Personal information
- Full name: Ricardo Márquez Ramos
- Date of birth: 26 October 1956 (age 69)
- Place of birth: Guadalajara, Jalisco, Mexico
- Height: 1.77 m (5 ft 10 in)
- Position: Forward

Senior career*
- Years: Team / Apps / (Gls)
- 1974–1977: Jalisco
- 1977–1978: Zacatepec
- 1978–1979: Jalisco
- 1979–1980: León
- 1980: Jalisco
- 1981: Unión de Curtidores
- 1981–1984: Atlas
- 1984–1985: Tigres UANL
- 1985–1986: Atlético Morelia
- 1986–1987: Irapuato

International career
- 1983: Mexico / 3 / (1)

= Ricardo Márquez (Mexican footballer) =

Mexican footballer (born 1956)

Ricardo Márquez Ramos (born 26 October 1956) is a Mexican retired footballer. Nicknamed "El Diablo", he played as a forward for Jalisco and Atlas throughout the 1970s and the 1980s. He also represented Mexico internationally in 1983.

==Club career==
Márquez began his career for Jalisco for their 1974–75 season. He remained in the club for an additional two seasons before transferring to Zacatepec. There, he greatly contributed to the club's return to the top-flight of Mexican football through scoring the winning goal against Irapuato during the first matchday of the promotional playoffs, later scoring two further goals against them in the final, being part of the winning squad for the 1977–78 Mexican Segunda División season.

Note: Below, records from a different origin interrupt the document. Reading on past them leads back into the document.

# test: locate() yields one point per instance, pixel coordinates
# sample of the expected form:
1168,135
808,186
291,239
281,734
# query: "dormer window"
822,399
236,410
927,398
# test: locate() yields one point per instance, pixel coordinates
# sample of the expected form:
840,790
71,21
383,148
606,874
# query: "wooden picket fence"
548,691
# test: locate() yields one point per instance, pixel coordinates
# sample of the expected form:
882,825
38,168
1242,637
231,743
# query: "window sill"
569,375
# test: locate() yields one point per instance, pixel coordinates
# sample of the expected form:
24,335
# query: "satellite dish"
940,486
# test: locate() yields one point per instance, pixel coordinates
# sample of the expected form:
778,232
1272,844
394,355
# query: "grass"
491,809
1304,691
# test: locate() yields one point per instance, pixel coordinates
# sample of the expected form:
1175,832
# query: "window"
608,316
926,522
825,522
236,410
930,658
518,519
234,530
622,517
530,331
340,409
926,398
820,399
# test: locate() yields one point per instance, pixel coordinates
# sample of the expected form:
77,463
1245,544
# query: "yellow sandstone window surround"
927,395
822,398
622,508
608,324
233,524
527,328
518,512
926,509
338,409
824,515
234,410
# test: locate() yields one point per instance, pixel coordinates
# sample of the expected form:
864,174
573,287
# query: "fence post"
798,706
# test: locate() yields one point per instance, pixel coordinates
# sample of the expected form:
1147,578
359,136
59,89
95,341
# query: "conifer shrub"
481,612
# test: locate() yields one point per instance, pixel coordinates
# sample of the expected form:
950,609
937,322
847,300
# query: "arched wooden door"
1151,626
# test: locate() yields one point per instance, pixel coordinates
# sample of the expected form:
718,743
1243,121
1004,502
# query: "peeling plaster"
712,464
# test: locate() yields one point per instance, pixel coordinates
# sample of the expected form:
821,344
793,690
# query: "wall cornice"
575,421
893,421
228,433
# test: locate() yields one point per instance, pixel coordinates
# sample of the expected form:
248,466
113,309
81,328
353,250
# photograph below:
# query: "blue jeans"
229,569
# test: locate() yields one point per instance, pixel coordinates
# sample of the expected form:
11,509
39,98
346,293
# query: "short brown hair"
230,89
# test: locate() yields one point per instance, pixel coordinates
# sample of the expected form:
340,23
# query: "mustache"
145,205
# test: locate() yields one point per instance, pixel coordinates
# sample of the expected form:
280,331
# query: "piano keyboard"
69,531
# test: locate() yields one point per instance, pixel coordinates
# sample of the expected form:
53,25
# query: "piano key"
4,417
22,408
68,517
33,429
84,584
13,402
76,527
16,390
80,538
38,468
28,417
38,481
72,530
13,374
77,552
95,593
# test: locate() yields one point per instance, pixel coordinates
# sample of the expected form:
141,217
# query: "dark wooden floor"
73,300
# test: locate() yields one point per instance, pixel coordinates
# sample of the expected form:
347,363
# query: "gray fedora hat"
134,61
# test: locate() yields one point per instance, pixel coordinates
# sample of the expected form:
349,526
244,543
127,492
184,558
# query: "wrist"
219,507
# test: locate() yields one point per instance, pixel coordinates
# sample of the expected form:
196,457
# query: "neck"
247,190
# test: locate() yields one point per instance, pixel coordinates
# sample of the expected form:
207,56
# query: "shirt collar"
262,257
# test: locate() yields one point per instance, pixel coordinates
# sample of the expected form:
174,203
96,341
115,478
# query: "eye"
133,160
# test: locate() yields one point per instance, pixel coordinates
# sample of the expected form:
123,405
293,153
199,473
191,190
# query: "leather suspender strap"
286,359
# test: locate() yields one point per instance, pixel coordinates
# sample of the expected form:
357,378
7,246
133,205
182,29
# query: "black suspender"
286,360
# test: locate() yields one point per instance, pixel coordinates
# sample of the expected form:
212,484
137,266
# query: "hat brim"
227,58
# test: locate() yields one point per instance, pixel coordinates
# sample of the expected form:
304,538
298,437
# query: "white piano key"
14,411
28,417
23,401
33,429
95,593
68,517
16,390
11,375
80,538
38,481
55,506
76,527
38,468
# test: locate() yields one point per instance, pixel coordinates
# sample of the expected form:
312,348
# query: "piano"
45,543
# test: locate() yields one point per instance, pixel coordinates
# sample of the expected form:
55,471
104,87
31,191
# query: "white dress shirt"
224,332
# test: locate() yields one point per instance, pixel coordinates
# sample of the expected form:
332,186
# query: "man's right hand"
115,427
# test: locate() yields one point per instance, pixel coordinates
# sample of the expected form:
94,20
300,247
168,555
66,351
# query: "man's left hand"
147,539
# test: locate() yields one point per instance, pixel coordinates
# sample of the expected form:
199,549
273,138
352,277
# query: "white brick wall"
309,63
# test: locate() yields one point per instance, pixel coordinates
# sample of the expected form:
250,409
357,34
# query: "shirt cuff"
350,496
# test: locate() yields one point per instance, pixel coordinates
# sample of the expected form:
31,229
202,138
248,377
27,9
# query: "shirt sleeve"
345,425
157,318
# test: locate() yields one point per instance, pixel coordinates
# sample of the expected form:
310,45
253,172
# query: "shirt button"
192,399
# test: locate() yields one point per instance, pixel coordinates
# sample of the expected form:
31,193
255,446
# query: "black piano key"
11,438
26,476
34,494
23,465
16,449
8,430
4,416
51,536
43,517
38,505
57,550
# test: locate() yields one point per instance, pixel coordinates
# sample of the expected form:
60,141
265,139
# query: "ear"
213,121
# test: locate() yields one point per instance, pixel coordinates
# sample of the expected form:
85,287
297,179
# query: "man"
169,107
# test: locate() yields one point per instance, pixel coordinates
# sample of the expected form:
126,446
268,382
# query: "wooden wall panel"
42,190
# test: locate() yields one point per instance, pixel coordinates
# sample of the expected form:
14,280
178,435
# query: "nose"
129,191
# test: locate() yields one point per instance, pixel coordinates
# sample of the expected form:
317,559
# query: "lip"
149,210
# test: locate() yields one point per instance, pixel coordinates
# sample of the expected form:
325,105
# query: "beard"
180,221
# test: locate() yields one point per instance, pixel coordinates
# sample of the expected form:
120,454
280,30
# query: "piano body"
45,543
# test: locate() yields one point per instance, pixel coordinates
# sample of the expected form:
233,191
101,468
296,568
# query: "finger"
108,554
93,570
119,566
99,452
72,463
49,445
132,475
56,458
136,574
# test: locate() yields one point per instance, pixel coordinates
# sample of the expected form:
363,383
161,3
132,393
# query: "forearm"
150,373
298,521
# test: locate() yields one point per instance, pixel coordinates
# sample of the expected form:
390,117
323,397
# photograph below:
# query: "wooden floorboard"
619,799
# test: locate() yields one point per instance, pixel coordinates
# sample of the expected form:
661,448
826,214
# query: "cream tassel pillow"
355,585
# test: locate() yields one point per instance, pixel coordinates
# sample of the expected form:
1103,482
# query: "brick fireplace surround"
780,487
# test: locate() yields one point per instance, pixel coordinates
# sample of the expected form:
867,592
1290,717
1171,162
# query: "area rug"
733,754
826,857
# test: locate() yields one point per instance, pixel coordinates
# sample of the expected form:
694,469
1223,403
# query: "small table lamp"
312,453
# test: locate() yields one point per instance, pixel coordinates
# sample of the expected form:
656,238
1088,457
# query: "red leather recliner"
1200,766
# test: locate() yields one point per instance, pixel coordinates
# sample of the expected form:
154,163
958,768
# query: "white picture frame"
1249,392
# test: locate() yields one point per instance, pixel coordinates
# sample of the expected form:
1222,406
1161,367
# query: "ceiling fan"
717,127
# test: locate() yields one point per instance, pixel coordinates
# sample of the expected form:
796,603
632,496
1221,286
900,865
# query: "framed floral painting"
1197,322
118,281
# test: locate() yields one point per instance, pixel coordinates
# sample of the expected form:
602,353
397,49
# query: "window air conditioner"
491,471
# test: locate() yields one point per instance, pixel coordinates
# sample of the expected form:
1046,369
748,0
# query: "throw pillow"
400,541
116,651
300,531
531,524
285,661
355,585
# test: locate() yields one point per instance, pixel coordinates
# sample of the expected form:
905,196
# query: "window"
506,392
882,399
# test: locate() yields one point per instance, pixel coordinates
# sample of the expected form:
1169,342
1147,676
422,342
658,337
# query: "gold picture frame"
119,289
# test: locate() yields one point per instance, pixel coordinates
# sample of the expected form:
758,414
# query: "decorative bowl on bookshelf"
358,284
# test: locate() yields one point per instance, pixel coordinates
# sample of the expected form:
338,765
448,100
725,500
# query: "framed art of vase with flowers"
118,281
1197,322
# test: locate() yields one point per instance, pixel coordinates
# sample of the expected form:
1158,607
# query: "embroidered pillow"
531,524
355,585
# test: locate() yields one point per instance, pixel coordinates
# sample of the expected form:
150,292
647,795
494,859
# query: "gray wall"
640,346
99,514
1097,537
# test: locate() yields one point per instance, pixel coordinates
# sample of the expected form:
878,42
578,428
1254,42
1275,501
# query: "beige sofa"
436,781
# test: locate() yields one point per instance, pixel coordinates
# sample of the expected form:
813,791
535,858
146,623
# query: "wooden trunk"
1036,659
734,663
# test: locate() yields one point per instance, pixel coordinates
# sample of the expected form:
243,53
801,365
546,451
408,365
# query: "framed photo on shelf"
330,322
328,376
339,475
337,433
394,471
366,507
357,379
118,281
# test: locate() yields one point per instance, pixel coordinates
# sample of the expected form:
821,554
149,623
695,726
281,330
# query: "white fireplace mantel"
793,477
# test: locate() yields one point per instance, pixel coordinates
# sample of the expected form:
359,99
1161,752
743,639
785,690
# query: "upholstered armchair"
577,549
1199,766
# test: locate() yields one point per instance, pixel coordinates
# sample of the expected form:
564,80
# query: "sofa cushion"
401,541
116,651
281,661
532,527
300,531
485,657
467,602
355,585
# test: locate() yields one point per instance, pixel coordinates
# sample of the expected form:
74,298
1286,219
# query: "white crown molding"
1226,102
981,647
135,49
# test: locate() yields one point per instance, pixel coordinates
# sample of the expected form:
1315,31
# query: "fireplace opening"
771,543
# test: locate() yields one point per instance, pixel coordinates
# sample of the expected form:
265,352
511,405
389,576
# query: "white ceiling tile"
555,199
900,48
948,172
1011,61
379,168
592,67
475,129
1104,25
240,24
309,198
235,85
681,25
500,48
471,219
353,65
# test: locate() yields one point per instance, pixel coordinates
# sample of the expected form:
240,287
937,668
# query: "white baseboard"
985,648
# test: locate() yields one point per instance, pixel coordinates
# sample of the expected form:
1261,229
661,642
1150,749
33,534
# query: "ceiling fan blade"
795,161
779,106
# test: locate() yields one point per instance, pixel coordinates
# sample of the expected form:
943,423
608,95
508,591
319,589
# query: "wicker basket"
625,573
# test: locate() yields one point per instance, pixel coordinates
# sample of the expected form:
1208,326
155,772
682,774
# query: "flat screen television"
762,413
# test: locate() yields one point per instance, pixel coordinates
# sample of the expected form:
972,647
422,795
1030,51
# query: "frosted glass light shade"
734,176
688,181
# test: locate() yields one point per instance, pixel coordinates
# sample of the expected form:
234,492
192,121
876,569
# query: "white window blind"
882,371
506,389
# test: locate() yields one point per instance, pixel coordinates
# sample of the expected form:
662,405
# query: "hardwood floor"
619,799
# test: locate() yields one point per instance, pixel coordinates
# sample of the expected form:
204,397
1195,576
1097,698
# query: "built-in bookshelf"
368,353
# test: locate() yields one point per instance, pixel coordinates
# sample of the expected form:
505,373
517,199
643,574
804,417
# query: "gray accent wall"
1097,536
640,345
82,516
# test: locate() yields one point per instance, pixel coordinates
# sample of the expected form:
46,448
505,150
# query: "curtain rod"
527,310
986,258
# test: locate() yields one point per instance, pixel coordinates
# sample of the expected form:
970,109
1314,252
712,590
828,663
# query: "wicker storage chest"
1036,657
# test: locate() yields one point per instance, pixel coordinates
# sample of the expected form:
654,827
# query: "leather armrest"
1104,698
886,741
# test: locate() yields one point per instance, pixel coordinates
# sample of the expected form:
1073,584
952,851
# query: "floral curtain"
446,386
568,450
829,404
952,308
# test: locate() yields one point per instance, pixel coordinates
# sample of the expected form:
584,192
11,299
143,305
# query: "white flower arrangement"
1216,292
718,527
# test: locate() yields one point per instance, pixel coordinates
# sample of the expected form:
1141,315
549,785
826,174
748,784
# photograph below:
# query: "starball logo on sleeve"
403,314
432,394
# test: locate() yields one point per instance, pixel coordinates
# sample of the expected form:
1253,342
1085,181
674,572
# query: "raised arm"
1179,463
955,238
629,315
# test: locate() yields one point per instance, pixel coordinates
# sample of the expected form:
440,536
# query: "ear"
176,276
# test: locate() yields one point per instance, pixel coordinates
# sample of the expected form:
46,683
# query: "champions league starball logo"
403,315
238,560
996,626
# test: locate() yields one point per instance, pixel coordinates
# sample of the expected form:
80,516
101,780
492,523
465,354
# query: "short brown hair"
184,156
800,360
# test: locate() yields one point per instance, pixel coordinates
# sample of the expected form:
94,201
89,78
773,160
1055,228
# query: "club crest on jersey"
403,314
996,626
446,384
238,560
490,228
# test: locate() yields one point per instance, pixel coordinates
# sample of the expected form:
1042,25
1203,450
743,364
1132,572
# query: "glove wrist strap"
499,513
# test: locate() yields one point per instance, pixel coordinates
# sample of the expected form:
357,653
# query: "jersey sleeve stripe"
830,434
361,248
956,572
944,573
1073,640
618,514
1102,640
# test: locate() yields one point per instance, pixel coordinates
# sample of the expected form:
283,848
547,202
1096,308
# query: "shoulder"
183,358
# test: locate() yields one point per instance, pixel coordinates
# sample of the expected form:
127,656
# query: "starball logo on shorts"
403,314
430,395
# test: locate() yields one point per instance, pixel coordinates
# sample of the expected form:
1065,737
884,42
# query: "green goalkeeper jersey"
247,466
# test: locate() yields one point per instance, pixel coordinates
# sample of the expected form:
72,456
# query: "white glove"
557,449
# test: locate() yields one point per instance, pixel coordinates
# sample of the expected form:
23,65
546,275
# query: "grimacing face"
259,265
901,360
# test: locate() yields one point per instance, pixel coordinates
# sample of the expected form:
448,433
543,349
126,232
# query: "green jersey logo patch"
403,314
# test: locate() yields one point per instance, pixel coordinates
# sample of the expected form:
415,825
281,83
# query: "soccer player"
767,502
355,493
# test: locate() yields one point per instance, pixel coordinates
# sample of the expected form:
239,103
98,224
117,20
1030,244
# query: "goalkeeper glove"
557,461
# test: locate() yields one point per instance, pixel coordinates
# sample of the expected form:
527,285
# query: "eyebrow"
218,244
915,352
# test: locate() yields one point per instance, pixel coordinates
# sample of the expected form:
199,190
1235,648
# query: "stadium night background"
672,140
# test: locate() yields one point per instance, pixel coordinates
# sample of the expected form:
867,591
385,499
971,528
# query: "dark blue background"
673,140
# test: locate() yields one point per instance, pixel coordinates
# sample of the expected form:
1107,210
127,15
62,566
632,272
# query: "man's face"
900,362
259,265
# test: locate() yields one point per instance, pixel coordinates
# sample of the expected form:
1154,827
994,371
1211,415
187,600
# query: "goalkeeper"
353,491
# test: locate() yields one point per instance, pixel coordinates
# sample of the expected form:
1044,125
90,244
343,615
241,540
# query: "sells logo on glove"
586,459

Following a few brief tenures with other clubs including various returns to Jalisco, he then switched to Atlas as he was later made part of the club's offensive formation alongside fellow recent signing Guillermo Padrón for the 1981–82 season. He made his debut in a 0–2 defeat against Monterrey on 19 September 1981. Throughout his campaign with the Zorros, he earned his nickname of "Diablo" due to his likelihood of scoring a goal, continuing a tradition of Mexican football.

==International career==
Márquez was first called up by manager Bora Milutinović to represent Mexico in a friendly against Costa Rica on 15 March 1983 that ended in a 0–1 victory for the Tricolor as a part of a project to select players for the upcoming 1986 FIFA World Cup. His second appearnace in another friendly against Costa Rica saw Márquez score the only goal in a 1–0 victory on 22 March. However, his international career came to an abrupt end as his third and final appearance occurred on 5 April in a 2–0 victory over Guatemala.

==Later life==
Alongside his teammate Roberto Masciarelli, he trained Pável Pardo into also playing for Atlas througbout the 1990s.